Gerrit Kuyntjes, J.D. Power's Asia Pacific general manager, told Reuters the quality of cars made in India was the best in Southeast Asia outside South Korea and had fewer problems than those produced in neighboring China.
"At least for one particular large vehicle maker (the local unit of Hyundai), the quality levels match the segment performance in European markets," said Kuyntjes, in India to present a local customer satisfaction survey.
"So if they are doing it, then the skill, capability, technology, commitment is available in this market.

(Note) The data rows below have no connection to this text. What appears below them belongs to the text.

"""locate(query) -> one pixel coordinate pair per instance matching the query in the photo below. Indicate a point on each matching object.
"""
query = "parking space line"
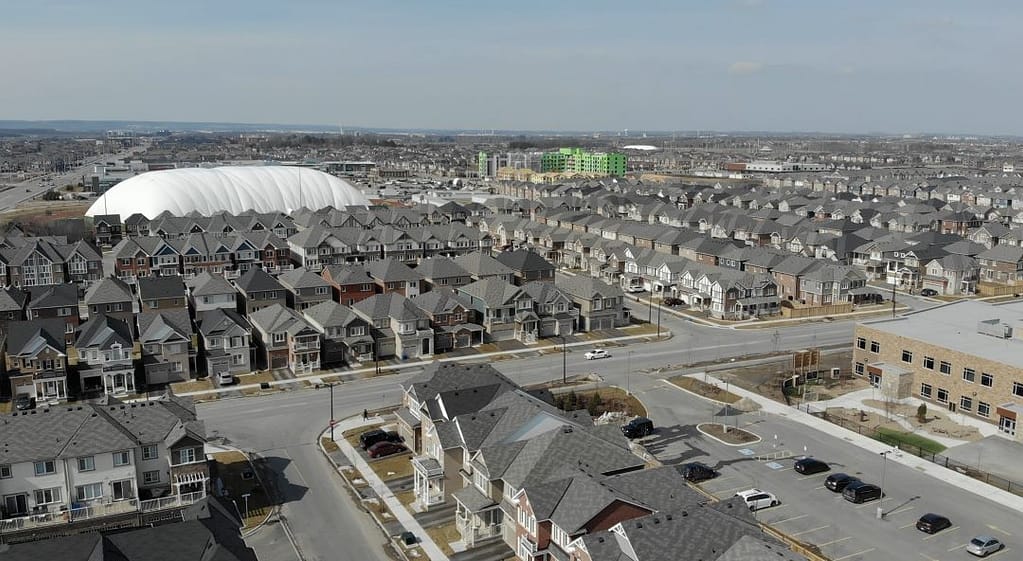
(810, 530)
(850, 556)
(833, 542)
(942, 532)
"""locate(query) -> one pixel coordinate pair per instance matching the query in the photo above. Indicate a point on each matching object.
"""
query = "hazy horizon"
(744, 66)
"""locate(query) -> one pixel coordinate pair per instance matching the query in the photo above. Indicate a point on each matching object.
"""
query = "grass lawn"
(393, 467)
(192, 385)
(443, 535)
(700, 387)
(914, 440)
(230, 467)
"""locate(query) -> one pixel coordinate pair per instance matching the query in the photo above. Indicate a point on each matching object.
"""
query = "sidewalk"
(399, 511)
(948, 476)
(315, 377)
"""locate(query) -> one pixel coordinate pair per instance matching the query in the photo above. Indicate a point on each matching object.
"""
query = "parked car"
(861, 492)
(982, 546)
(756, 499)
(371, 437)
(638, 427)
(809, 466)
(933, 523)
(697, 472)
(380, 449)
(838, 481)
(25, 402)
(596, 353)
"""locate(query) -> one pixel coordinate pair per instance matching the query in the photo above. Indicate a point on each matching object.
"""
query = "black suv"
(638, 427)
(369, 438)
(697, 472)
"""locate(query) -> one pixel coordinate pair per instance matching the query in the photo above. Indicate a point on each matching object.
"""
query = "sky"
(850, 67)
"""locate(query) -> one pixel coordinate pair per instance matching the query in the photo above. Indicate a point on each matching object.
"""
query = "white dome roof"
(262, 188)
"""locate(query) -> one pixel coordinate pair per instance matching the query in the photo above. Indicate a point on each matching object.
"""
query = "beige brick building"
(965, 357)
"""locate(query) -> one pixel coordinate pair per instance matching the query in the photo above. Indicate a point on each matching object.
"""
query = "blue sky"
(901, 67)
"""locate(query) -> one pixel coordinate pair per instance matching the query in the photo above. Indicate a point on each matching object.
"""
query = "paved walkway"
(948, 476)
(315, 377)
(381, 488)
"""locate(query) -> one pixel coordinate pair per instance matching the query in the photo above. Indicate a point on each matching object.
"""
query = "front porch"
(428, 476)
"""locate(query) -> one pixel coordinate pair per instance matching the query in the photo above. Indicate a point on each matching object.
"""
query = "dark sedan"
(809, 466)
(838, 481)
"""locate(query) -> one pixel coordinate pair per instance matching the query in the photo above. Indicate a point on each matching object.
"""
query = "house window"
(91, 491)
(122, 459)
(47, 497)
(150, 477)
(46, 467)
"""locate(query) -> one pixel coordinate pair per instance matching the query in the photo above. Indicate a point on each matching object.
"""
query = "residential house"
(59, 301)
(451, 318)
(527, 266)
(110, 296)
(224, 336)
(259, 291)
(36, 359)
(601, 306)
(559, 317)
(168, 346)
(351, 283)
(504, 310)
(347, 338)
(162, 293)
(103, 356)
(304, 288)
(396, 316)
(284, 340)
(210, 291)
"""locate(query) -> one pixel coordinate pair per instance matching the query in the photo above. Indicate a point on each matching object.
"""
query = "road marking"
(854, 555)
(942, 532)
(790, 519)
(995, 528)
(810, 530)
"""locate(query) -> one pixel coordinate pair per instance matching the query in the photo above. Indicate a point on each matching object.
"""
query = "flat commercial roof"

But how the Indian brand plays out in Europe, how distribution is built over many years, is difficult to comment on."
Indian car sales are expected to jump 30 percent in the fiscal year to March 2004 to nearly a million units after robust economic growth and interest rates near three-decade lows spurred a spending boom in Asia's third-largest economy.
Thirteen firms, mostly units of global players such as General Motors, Ford and Toyota, crowd the competitive Indian market and some have begun using vehicles made at their local plants to service the export market.
Though small, Indian exports nearly doubled in the April-to-January period to 101,902 vehicles, helped by growing foreign sales of compact cars.
Nearly 80 percent of the cars made in the country are minis or compacts and are made entirely in India using local parts.
South Korea's Hyundai Motor Co. announced in 2002 that it would start using India as an export base for small cars. Its exports from India more than quadrupled in April-January to 32,775 units from 7,038 units in the same previous period.
Foreign sales of market leader Maruti Udyog Ltd., a unit of Japan's Suzuki, jumped 58 percent in April-January to 39,868 units, helped by a growing acceptance of its Alto compact model in Europe.
India's biggest vehicle maker, Tata Motors Ltd., signed a deal in 2003 to supply 100,000 of its Indica hatchbacks to Britain's Rover for sale in Europe over the next five years. The Indica is India's home-grown car.